After September 11, Vagts’ scholarship reaffirmed his unwavering commitment to the rule of international law even in times of crisis. He drew cautionary lessons from the role of international lawyers in Nazi Germany to challenge overly expedient resort to the military paradigm in a time of terror. Some of his last works reminded us of the critical role of international lawyers as guardians of ethical professional behavior in international dispute resolution.
By the end of his career, Vagts was acknowledged as one of the fathers of transnationalism. As proof of his legacy, one need only leaf through the pages of his sweeping Festschrift, edited by his devoted friends Pieter Bekker, Rudolf Dolzer, and Michael Waibel, which unites the varied subject matters of Vagts’ life’s work. Under the title Making Transnational Law Work in the Global Economy, this collection of essays brings together works by many of Vagts’ most illustrious colleagues and students under four headings: International Law in General; Company & Commercial Law; Investment; and Dispute Resolution. The essays together highlight key leitmotifs of Vagts’ career: his reflections on the critical role of the transnational lawyer, the function of transnational law in the global economy, and the value of transnational law and institutions as tools for the peaceful resolution of disputes.

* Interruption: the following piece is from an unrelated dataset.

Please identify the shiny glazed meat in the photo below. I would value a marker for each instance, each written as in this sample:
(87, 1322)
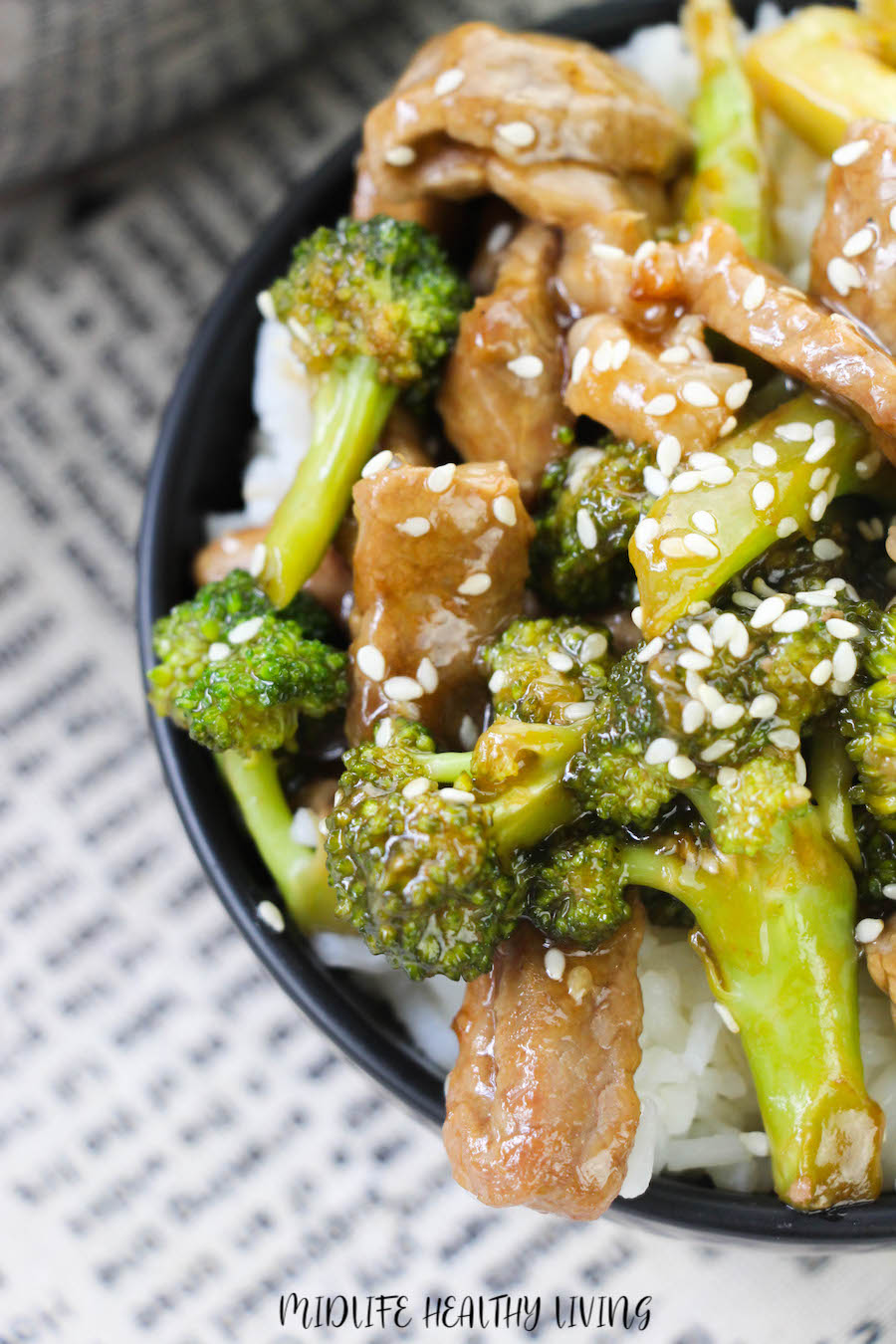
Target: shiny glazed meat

Detlev Vagts was a practical yet idealistic man, never one to toot his own horn, or to complain when life took a difficult turn. He lived and died quietly, but throughout his life, he was the supreme gentleman, scholar, and teacher. He should be remembered with deep admiration and gratitude for all he taught us.
Prof Vagts had also served as an Air Force judge advocate in the mid-50’s for three years. When I was doing my LLM at Harvard, once Prof Vagts discovered I was an AF JAG, he regularly sought me out to discuss national security and military law. I wonder if many people knew how proud he was of his service in uniform?
Such a remarkable scholar; such a generous and kind man. We will all miss him greatly.
My JD-MBA advisor from79-83. Advisor on my Third Year Paper on the Lois Auroux. His invite to speak to the JD-MBA’s in the late 80’s or early 90’s started me thinking about the teaching life. Reference in the AALS process. Colleague at ASIL meetings with his little hat. A genuinely sweet man.